Mais alors, que se passe-t-il lorsque l'orage éclate et que le thermomètre baisse enfin ? C'est là que la réponse devient subtile. En réalité, si la fourchette entre 18 et 32 °C est globalement favorable au développement des moustiques tigres, le véritable "boost" survient lors de l'après-canicule, quand le mercure redescend pour se stabiliser entre 25 et 28 °C. C'est ce thermomètre idéal, combiné à l'humidité, qui accélère le métabolisme du moustique : l'œuf peut alors devenir un adulte piquant en seulement 6 à 7 jours. Donc oui, une invasion de moustiques tigres est à redouter, mais pas pendant les fortes chaleurs : le vrai pic de vigilance se situe précisément une semaine après, dès que le climat devient à la fois chaud (mais pas caniculaire) et humide. Sans surprise, le risque concerne avant tout les départements déjà fortement colonisés : le Sud-Est, le pourtour méditerranéen, la vallée du Rhône, l'Ouest et le Centre.
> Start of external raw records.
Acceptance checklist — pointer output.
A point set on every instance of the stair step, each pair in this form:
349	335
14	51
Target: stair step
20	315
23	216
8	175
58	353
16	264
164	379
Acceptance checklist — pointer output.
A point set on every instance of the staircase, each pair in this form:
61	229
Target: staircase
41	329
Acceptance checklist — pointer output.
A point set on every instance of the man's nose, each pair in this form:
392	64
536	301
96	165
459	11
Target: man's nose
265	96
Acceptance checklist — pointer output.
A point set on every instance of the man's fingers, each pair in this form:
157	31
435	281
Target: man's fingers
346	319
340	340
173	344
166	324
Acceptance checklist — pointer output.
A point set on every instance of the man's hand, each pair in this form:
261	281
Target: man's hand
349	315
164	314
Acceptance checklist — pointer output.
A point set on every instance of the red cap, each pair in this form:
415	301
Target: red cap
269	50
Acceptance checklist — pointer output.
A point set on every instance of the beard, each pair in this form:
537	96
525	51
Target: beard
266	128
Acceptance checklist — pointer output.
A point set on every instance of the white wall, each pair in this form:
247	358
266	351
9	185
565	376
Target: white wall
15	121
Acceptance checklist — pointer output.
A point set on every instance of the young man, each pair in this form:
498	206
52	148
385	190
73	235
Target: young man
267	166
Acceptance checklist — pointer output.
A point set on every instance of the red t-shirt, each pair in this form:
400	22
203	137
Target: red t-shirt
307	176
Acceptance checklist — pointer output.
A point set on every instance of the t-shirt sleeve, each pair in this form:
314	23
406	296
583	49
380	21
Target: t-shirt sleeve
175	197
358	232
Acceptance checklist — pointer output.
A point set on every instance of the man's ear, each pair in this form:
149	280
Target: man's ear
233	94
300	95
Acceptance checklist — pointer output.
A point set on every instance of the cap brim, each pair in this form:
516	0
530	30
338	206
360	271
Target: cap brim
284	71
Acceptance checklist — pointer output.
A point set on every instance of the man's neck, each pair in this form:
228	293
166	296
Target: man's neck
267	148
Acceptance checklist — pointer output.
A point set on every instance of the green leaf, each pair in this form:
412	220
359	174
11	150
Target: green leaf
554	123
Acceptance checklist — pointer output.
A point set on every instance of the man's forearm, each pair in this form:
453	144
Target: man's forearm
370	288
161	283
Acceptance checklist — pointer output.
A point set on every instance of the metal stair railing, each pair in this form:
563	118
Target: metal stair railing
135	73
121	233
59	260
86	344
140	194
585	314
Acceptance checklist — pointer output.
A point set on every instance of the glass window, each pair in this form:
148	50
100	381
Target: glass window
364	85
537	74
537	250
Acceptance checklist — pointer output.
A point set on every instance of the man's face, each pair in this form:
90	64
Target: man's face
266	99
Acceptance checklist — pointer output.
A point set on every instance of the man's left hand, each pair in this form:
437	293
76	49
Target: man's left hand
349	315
Les violents orages peuvent paradoxalement "nettoyer" les sols par lessivage. Ce que le moustique tigre préfère, ce sont les pluies régulières et nos propres négligences. "L'association chaleur et eau fait exploser les populations, mais seulement s'il y a des gîtes larvaires disponibles", souligne l'entomologiste. Ce nuisible a une nette préférence pour les récipients artificiels créés par l'homme : coupelles, seaux ou bâches de piscine. Si le quartier en est densément peuplé, il y trouve "le gîte et le couvert".
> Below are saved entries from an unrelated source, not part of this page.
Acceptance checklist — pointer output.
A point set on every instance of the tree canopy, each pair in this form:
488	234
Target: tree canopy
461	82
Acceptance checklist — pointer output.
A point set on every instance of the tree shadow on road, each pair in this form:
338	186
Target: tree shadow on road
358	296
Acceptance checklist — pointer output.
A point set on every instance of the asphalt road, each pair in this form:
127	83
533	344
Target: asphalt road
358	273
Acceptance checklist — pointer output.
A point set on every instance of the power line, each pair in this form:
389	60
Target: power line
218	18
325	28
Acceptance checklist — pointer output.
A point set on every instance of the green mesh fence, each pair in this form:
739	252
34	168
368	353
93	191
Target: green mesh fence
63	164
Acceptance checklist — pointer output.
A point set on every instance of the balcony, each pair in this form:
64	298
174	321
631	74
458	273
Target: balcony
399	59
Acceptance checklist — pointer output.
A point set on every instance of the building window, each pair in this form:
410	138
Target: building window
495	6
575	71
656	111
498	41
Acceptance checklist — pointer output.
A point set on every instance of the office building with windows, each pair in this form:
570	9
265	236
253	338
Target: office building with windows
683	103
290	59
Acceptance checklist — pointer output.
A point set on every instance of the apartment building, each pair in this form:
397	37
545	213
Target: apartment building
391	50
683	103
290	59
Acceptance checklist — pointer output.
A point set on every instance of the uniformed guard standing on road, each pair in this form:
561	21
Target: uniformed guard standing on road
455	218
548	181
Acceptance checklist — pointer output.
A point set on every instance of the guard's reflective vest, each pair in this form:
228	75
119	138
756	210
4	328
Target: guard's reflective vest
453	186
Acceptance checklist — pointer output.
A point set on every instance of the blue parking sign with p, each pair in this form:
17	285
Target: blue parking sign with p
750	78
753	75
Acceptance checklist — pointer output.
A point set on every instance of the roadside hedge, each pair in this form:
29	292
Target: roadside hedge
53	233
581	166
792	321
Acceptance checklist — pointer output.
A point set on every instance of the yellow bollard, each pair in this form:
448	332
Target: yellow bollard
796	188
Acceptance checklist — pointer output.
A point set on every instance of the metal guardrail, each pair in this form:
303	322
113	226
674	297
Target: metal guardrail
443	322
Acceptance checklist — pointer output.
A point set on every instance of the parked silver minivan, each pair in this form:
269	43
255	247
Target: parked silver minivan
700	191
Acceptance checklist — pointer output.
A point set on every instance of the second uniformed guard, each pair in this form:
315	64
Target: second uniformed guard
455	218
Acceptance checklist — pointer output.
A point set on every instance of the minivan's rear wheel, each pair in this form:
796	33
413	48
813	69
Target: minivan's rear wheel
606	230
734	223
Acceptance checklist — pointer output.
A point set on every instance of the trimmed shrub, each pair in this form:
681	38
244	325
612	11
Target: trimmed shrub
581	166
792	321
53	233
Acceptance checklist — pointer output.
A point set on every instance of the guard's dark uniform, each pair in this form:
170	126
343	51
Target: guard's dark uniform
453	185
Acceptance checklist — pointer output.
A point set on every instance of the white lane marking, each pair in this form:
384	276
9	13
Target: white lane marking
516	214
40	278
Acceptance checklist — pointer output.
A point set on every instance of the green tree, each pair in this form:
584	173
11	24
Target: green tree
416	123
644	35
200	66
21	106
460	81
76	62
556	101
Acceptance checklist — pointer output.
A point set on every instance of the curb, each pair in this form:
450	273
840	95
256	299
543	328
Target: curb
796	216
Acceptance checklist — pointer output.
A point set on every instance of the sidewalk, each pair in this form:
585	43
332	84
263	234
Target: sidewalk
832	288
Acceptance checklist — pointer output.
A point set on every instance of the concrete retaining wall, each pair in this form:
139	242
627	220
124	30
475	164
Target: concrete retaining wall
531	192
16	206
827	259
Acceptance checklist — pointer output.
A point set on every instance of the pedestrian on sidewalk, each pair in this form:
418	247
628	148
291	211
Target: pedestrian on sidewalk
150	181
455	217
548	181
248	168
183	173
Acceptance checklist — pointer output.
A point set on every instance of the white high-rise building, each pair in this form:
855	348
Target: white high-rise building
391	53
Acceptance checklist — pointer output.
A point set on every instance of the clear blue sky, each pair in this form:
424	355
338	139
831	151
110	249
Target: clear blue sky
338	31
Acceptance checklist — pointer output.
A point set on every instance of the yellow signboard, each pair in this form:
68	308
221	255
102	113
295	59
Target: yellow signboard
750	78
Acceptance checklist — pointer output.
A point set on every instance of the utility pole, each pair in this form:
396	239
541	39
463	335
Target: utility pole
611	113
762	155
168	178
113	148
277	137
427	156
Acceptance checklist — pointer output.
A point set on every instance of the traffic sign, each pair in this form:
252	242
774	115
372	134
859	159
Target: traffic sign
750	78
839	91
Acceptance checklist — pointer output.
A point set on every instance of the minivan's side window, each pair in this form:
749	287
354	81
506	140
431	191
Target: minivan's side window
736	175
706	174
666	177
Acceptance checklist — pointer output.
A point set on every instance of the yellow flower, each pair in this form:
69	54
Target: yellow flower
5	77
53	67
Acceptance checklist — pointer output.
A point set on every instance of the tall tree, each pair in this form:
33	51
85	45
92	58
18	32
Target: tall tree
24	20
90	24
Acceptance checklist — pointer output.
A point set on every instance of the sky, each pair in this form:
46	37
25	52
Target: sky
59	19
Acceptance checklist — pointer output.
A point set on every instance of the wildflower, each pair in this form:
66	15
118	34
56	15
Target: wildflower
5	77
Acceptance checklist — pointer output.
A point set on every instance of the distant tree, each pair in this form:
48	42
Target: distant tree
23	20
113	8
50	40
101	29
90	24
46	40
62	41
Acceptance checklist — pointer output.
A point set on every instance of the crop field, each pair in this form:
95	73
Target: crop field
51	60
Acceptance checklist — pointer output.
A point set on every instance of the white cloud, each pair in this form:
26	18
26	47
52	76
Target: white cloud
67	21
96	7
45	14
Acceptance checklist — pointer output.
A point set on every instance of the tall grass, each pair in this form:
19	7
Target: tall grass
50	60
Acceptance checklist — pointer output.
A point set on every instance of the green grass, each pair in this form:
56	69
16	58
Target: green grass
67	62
La bonne nouvelle, c'est que le meilleur moyen de protection reste entre nos mains. Le message clé de santé publique est simple : il faut systématiquement supprimer, retourner ou vider régulièrement tous les récipients qui accumulent l'eau. Plutôt que de subir cette corvée, l'experte conseille de "supprimer le gîte de manière pérenne" dès que possible, par exemple en retournant définitivement les objets inutilisés ou en couvrant hermétiquement les récupérateurs d'eau de pluie. Pour retrouver le plaisir de passer du temps sur nos terrasses, la combinaison est à la portée de tous : adopter ces bons gestes collectifs, installer des moustiquaires, utiliser des antimoustiques efficaces et, si besoin, miser sur des pièges extérieurs qui imitent la respiration et l'odeur humaine pour capturer l'insecte avant qu'il ne vous pique.
Merci à Yseult de Dreuille, entomologiste à The Invascience Company.